Dean Duke has worked for Westminster Advisers since graduating in 2013, having previously interned in the New York State Assembly. He mainly advises clients in the infrastructure, housing and childcare sectors.
When I graduated with a BSc in Government in 2013, I knew I wanted to work in a role related to politics or public policy. Beyond my studies, I’d been involved in the Labour Party in Ireland and I’d worked as an intern in the New York State Assembly.
I hadn’t particularly considered public affairs (also known as government relations or lobbying) as a career path before graduating, and I attended an interview for an internship out of curiosity as much as anything else. Over three years later I’m still working in the industry, and for the same company!
Public affairs is a great industry to work in if you’re interested in public policy and you want to work in a private sector setting. You get to be at the forefront of interactions between the private and public sectors, advising clients from every sector of the economy about the implications that political developments could have on their businesses.
On a typical day, my job could entail:
- meeting an adviser, civil servant or MP to discuss an issue of relevance to a client
- preparing a written submission to a government consultation
- updating a client on political developments (for example, the upcoming Autumn Statement), and explaining what this could mean for the sector they work within, and their business in particular
- preparing a client for a TV or radio interview
- helping a client to frame their message in a way that resonates to the political audiences they want to reach
The work is quite varied and no two clients are the same, which is one of my favourite things about the job.
If you’re interested in a career in public affairs, it helps to demonstrate your interest and understanding in politics.
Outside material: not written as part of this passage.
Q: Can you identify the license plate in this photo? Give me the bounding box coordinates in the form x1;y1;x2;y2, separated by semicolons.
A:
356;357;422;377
For example, you might be involved in a political party or local campaign. It’s also helpful to show you can build a network of contacts, and attending political or think tank events is a great way to meet relevant people.
Public affairs companies are always looking for interns and entry-level executives, so it’s worth looking on their websites. The PRCA and APPC have registers of their members online which are a great resource – particularly if you’re trying to research a company ahead of sending in a cover letter or attending an interview. Most companies will also advertise vacancies on sites like W4MP or publicaffairsnetworking.com.
Career progression comes quite quickly if you work hard enough, and public affairs can be a great launchpad if you’re interested in working in Parliament, the media, for a third sector organisation or elsewhere in the private sector. It’s a career I’d recommend to anyone interested in politics and public policy.